O'Halloran believes that the Cork-Kerry rivalry is "probably the biggest in the country" and the "Celtic-Rangers" of the GAA.
He said: "It's something you dream of playing in – the final game in Pairc Ui Chaoimh too.
"You just hope you can deliver a good performance on the day. When you're summer training in Pairc Ui Chaoimh and the pitch is beautiful you pinch yourself sometimes."
Cork haven't beaten Kerry in a Munster senior football final since 2008 but they have a glorious opportunity to end that run on home soil.
And O'Halloran is preparing for the Pairc Ui Chaoimh send-off safe in the knowledge that he is now Cork's undisputed number one.
The 27-year-old Bishopstown clubman played against Kerry in last summer's Killarney decider before losing his place to Alan Quirke for the All-Ireland series.
But Quirke retired last November and O'Halloran, who has had to patiently bide his time, is now firmly established between the sticks under new manager Brian Cuthbert.
Having waited so long for his chance, O'Halloran is eager to grab it with both hands and he is a keen student of the goalkeeper's craft.
"When you're in goal you're on your own," he admits.
"Each game, while it brings its own different situations, maybe a bit like golf, a lot of it is dealing with mental challenges.
"Experience is the main thing. Once you've come through big days and played well, caught a high ball under pressure, made a big save, or nailed a good kick-out, you go back to those moments and use them as a reward.
"Different games give you different scenarios to deal with. Goalkeeping has taken on a lot more scenarios.
"You've a lot more sweeping to do and be able to spray the ball from hand and from the ground.
"It's a highly pressurised position and a highly rewarding one too when you get it right.
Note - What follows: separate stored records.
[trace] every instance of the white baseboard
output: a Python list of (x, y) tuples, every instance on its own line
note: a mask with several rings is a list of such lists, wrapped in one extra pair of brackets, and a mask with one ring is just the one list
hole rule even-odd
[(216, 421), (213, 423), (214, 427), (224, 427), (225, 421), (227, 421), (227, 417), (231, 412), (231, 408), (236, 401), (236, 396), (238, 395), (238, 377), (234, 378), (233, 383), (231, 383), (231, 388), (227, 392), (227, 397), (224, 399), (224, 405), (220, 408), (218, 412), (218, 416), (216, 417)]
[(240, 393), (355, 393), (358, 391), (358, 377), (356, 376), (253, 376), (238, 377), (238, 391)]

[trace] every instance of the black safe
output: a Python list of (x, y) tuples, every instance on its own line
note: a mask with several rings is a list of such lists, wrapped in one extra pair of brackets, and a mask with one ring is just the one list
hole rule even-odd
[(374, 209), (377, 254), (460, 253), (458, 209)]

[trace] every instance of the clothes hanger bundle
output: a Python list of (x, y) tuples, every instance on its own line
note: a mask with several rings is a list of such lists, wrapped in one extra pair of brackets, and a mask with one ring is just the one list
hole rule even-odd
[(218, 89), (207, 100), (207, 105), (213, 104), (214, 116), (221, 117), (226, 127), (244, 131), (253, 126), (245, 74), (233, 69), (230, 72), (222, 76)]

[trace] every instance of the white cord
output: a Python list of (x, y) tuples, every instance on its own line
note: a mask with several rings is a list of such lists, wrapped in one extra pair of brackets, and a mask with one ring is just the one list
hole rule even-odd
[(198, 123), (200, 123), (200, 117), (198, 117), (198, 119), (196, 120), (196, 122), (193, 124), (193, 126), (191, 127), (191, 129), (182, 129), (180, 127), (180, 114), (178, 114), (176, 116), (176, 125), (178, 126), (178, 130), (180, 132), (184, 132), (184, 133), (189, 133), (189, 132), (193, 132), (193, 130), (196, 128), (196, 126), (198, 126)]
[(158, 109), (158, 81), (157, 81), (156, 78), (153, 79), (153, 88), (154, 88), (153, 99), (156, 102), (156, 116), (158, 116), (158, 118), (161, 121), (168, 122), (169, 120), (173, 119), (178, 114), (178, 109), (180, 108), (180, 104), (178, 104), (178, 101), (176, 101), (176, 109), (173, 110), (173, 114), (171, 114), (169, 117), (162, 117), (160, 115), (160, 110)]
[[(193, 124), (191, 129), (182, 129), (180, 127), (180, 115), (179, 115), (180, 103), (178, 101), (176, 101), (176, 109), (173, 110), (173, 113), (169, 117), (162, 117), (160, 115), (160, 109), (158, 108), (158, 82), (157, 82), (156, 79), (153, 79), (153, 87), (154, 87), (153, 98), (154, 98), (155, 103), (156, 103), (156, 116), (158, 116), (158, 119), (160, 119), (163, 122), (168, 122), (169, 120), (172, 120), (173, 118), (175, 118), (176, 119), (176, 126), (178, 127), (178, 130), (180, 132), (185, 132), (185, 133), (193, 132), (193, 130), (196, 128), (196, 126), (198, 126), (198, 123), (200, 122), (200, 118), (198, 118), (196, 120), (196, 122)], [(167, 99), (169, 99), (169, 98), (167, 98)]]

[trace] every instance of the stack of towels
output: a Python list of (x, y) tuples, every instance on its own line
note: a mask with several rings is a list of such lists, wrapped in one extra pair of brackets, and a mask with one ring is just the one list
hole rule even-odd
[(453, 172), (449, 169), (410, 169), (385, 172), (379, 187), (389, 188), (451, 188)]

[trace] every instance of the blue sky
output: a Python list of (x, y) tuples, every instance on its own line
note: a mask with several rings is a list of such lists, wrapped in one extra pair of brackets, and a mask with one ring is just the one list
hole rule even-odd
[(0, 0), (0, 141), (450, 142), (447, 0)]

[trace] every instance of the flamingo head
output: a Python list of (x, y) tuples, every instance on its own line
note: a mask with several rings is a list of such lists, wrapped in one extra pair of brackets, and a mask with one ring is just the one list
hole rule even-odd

"It's arguably the most important position on the pitch."
And while some goalkeepers recall being pitched in as young kids to make up the numbers, before deciding that it's the position for them, O'Halloran was in no doubt right from the start.
"You're a goalie by nature," he explains.
"Some people see a young lad with a big boot and try to force it on him. If you're a goalie you want to be a goalie. I always wanted to be in goal.
"It's something I took to straight away and felt I was good at it."